Realisiert wird dies, indem zunächst mit Poisson Disk Sampling Punkte auf einer Fläche verteilt werden. Danach werden pro Punkt die benachbarte Punkte gesucht und mit dem originalen Punkt verbunden. Um eine Straße zwischen den zwei Punkten A und B zu generieren, wird Bézier Curves mit zwei Ankerpunkten verwendet. Die Ankerpunkten werden dabei zufällig im Umkreis der Linie zwischen den Punkten A und B gesetzt. Anfang und Ende jeder Strecke müssen als nächstes mit einer Textur der Kreuzung nahtlos angeschlossen werden. Abschließend werden Metainformationen für die Autos auf den Strecken verteilt.
Um möglichst universell einsetzbar zu sein, kann der Simulator Streckensysteme unterschiedlicher Größe generieren (Abbildungen links).

Eins zu Eins Simulation

Ein weiteres Ziel war, eine eins zu eins Simulation umzusetzen. Da die Kommunikation im Projekt über ROS2 Dashing abläuft und der Donkey Car Simulator nur über Unity ansprechbar ist, musste eine Verbindung von ROS2 Dashing nach Unity aufgebaut werden. Dazu wurde zuerst eine Verbindung von Unity zu ROS1 Melodic hergestellt, da diese bereits von Siemens implementiert wurde. Da nun noch die Verbindung von ROS1 Melodic zu ROS2 Dashing fehlte, wurde die von ROS2 Dashing mitgebrachte Verbindung zu ROS1 genutzt.
Aufgrund der Corona Pandemie konnte diese Verbindung noch nicht am echten Auto getestet werden. Mit dem Gazebo Simulator war es jedoch möglich, die Verbindung erfolgreich testen zu können.

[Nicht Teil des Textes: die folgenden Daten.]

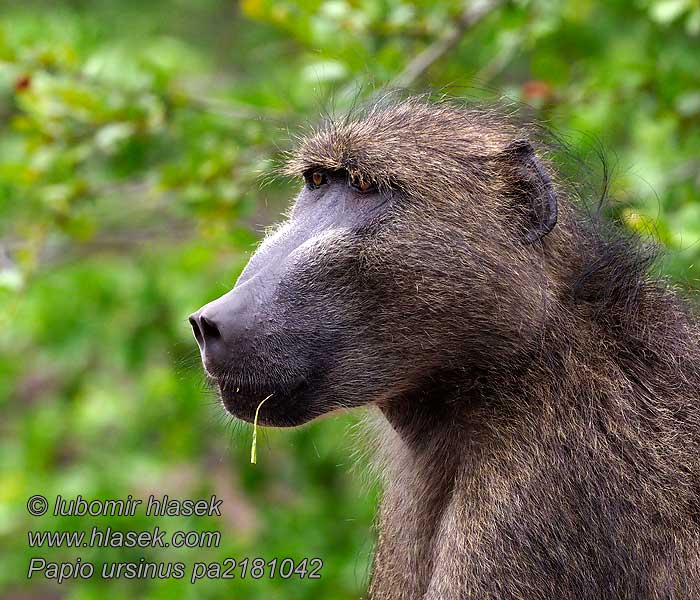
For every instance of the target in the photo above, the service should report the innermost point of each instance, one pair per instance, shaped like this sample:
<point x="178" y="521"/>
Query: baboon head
<point x="414" y="249"/>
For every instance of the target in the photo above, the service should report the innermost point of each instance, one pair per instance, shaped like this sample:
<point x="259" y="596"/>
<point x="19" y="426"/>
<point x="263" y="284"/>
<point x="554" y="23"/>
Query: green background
<point x="137" y="149"/>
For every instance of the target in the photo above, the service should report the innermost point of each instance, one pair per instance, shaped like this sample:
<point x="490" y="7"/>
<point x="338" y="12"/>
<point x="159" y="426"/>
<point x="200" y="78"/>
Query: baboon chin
<point x="538" y="390"/>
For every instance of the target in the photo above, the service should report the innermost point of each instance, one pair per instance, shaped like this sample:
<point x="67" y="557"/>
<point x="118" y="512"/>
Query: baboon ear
<point x="535" y="184"/>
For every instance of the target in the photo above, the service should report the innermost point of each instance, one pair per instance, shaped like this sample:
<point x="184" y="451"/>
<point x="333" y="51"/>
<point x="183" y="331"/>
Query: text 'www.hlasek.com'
<point x="154" y="539"/>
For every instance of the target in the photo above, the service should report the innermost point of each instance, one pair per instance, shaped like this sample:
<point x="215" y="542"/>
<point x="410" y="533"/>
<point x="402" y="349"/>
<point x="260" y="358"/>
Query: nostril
<point x="209" y="329"/>
<point x="196" y="330"/>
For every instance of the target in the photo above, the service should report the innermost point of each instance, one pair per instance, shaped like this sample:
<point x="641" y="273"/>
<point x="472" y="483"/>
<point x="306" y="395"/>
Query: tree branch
<point x="472" y="14"/>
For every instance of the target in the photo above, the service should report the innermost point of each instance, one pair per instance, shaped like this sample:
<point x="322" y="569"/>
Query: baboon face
<point x="361" y="295"/>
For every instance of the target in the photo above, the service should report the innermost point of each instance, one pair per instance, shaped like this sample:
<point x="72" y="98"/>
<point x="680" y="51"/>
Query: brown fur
<point x="544" y="442"/>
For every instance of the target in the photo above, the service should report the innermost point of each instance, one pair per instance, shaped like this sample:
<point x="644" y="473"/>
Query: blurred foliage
<point x="135" y="138"/>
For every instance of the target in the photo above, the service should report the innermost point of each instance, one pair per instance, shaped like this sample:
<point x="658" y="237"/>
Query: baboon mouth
<point x="242" y="400"/>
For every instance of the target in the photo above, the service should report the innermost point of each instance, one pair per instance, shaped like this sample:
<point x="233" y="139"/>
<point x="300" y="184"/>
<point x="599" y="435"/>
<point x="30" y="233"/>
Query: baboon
<point x="537" y="388"/>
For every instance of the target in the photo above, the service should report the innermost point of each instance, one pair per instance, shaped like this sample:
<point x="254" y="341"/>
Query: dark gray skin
<point x="276" y="331"/>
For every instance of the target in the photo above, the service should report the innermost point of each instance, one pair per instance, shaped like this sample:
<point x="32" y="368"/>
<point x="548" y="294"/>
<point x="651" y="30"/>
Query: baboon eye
<point x="315" y="179"/>
<point x="362" y="185"/>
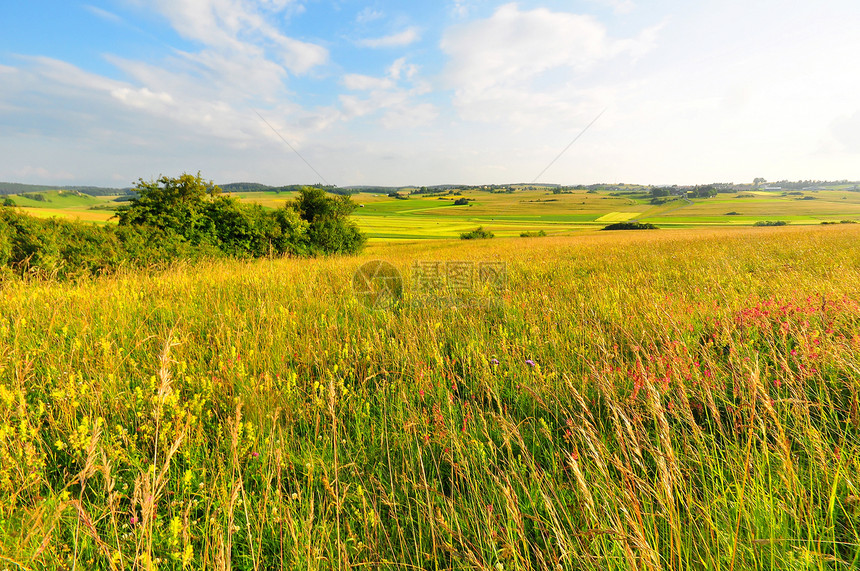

Streckengenerierung: Viele Straßen
Kommunikation zwischen dem Gazebo Simulator und dem Unity Simulator

Gazebo Simulation

Die Corona Pandemie hat dazu geführt, dass das DRIVE Auto nicht vor Ort gefahren bzw. getestet werden konnte. Dies hatte negative Auswirkungen auf die Entwicklung der Ortung, da die Ausgaben des LiDARS beispielsweise ausfielen. Durch den Gazebo Simulator wurde allerdings ermöglicht, an die benötigten Daten zu gelangen.
Gazebo ist ein Open-Source-Simulator für komplexe Anwendungen der Robotik mit einer sehr akuraten Ignition Physics Engine und integrierter ROS Schnittstelle. Bei korrekter Konfiguration verhält sich das Auto so wie in der Realität.
Streckengenerierung: Viele Straßen
Gazebo Simulator mit modellierter MZH Ebene 4. Die blauen Strahlen entstammen vom LiDAR
DonkeyGUI

Im Rahmen des Projektes wurde eine DonkeyGUI entwickelt, mit dem Ziel, die wichtigsten Funktionen des DRIVE Autos schneller zur Verfügung zu stellen und eine vereinfachte Ressourcenüberwachung zu realisieren.

  • Auf der linken Seite sind die Ressourcen des Raspberry Pi's mit ihrer Auslastung aufgelistet. (1)
  • In der mittleren Spalte können die vom Auto empfangenen Daten in verschiedenen Formaten aufgenommen werden. (2)
  • Außerdem kann man festlegen, welche Kreuzung als nächstes präferiert werden soll. (3)

  • In der Spalte rechts sind Optionen zum Fahren des Autos, wo spezifiziert werden kann, ob das Auto manuell (via Tastatur oder Controller) oder durch ein neuronales Netz gesteuert wird. (4)
  • Desweiteren kann das aktive Netz umgeschaltet werden, um so das Verhalten des Autos zu beeinflussen. (5)
  • Auch die Lichter des Autos können manuell ausgewählt werden. (6)
  • Ganz rechts werden die Kameraaufnahmen mit einem Overlay der Objekterkennung des Autos dargestellt. (7)
  • Darunter ist das gleiche Bild, jedoch überarbeitet mit einer Kantenerkennung. (8)
Darüber hinaus ist eine Visualisierung der Ortung eingebaut, sowie die Möglichkeit, Prozesse auf dem Pi sehen und terminieren zu können. Die LCD Pi's können auch mit der DonkeyGUI angesprochen werden, wodurch ausgewählt werden kann, welches Straßenschild / Ampel angezeigt werden soll.